I have mentioned in this column fairly recently that big, single lap, 40 section trials are becoming ever scarcer for reasons that are obvious to all. Of course there’s still a reasonable number of such events, particularly in the north of England, however once you start getting into the Midlands and the south of England they dwindle in number.
However, let me add to the list a trial to which I ventured for the first time this weekend – an event that has previously escaped my notice. It’s the South Shropshire Club’s Long Mynd Trial and it took place last Sunday and started from a school at Church Stretton – yes you did read that correctly, a school
A trials riding friend entered me and my regular riding partner in the Long Mynd, relating as the reason that he had heard it was a good one-lapper with 40 sections. It’s a fair way south for us northerners, but we agreed and come half five Sunday morning I set off for Shropshire by way of Skipton.
Let me not mince words – it was a brilliant, fantastically well organised trial over a single, near 50 mile lap of the minor country roads, trails, tracks and open hills of the Long Mynd west of Church Stretton.
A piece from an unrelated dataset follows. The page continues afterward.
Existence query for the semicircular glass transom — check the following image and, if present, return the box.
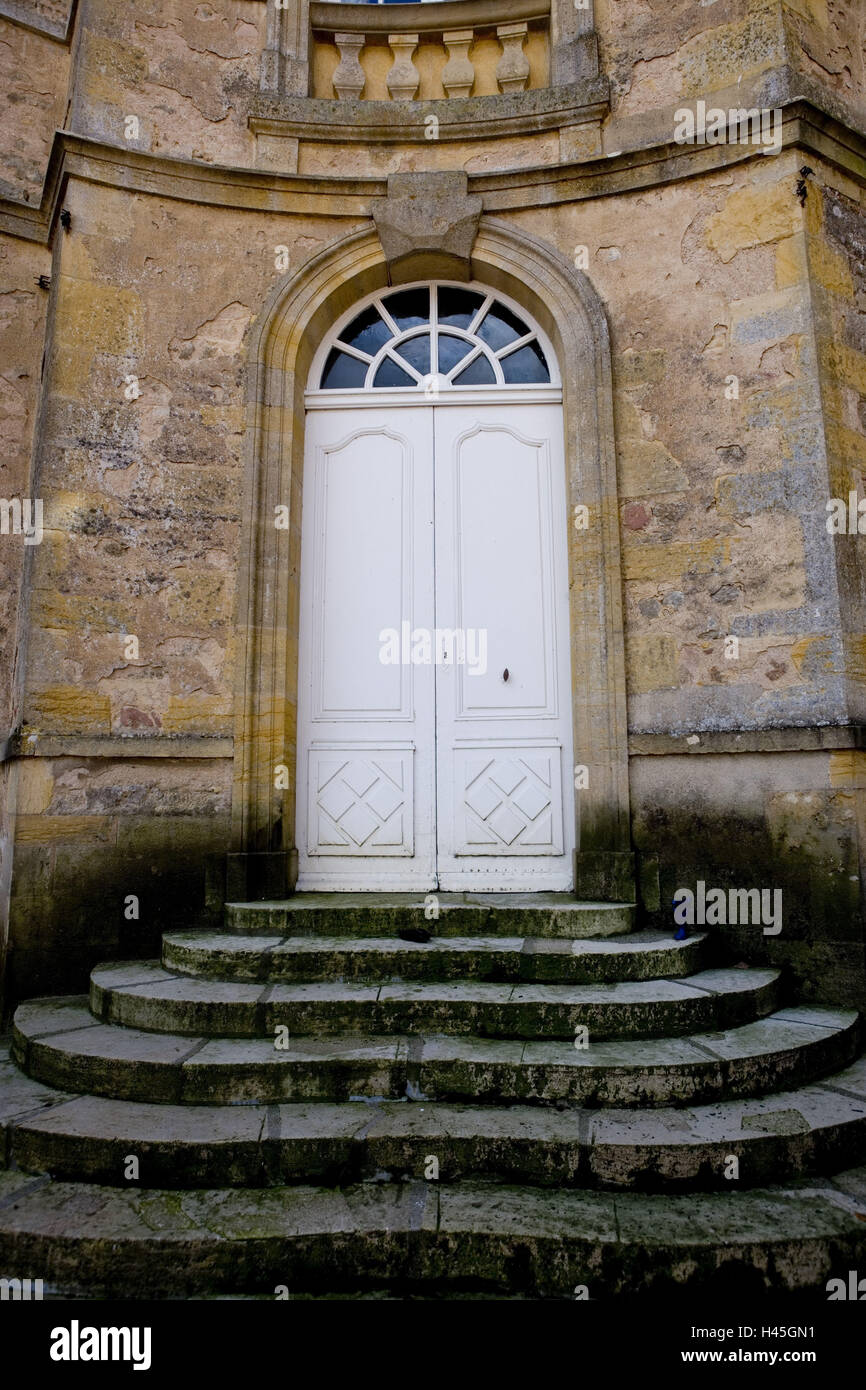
[314,285,552,391]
To somebody who regularly rides the big events of Derbyshire, Yorkshire and Cumbria, plus the occasional foray north of the border, the Long Mynd could never match the north for section quality. Quite simply it’s not there; but the club made brilliant use of what they do have and linked it all together with a marvellous route over hills that were totally unknown to me.
It’s no surprise that the 120 entry limit had been reached many days earlier, for those in the know had the rare opportunity to ride in the Midlands what us lucky northerners can get to ride many times a year. The entry had plenty of quality to it as well. I don’t mean the British Championship chasers, this would be chicken feed to them, but the good standard centre and minor national riders were there by the ten dozen and the fare they were offered was superb, with a very sensible clubman course and what looked to me to be a hard expert route, but no doubt the trick riders will have made it all look very easy.
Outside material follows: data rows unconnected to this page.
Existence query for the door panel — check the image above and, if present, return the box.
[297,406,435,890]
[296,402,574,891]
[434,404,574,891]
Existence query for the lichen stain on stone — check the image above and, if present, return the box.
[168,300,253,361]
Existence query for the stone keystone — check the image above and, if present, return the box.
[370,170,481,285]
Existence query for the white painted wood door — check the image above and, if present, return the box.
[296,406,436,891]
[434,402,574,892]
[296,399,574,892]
There’s a forum piece on the go at the moment from a guy who wants to make a return to trials after a 20 year break. The Bradford Club have replied and suggested that he visits their upcoming Wednesday evening trial to see what it’s like these days. I couldn’t agree more, for I too get phone calls, as a club secretary, from folks wanting to make a return to or take up trials.
My club – and this is not a plug – run four Wednesday evening trials a year and a Saturday afternoon event and as part of these trials we have a dead easy beginners/returnees route. No matter how easy they are – and they are pretty easy let me tell you, riders on this route will always lose marks. Lancs County is not alone of course, many other clubs run similar events and I know for a fact that they are all well supported.
Most riders are able to move on after a few goes on the dead easy routes, having gained their confidence, but there’s always new faces to take their places. So if your club doesn’t include a dead easy route in at least some trials, I suggest that they give it some consideration as there’s no doubt, they bring in new faces to the sport, and ultimately, bums on seats is what we all need.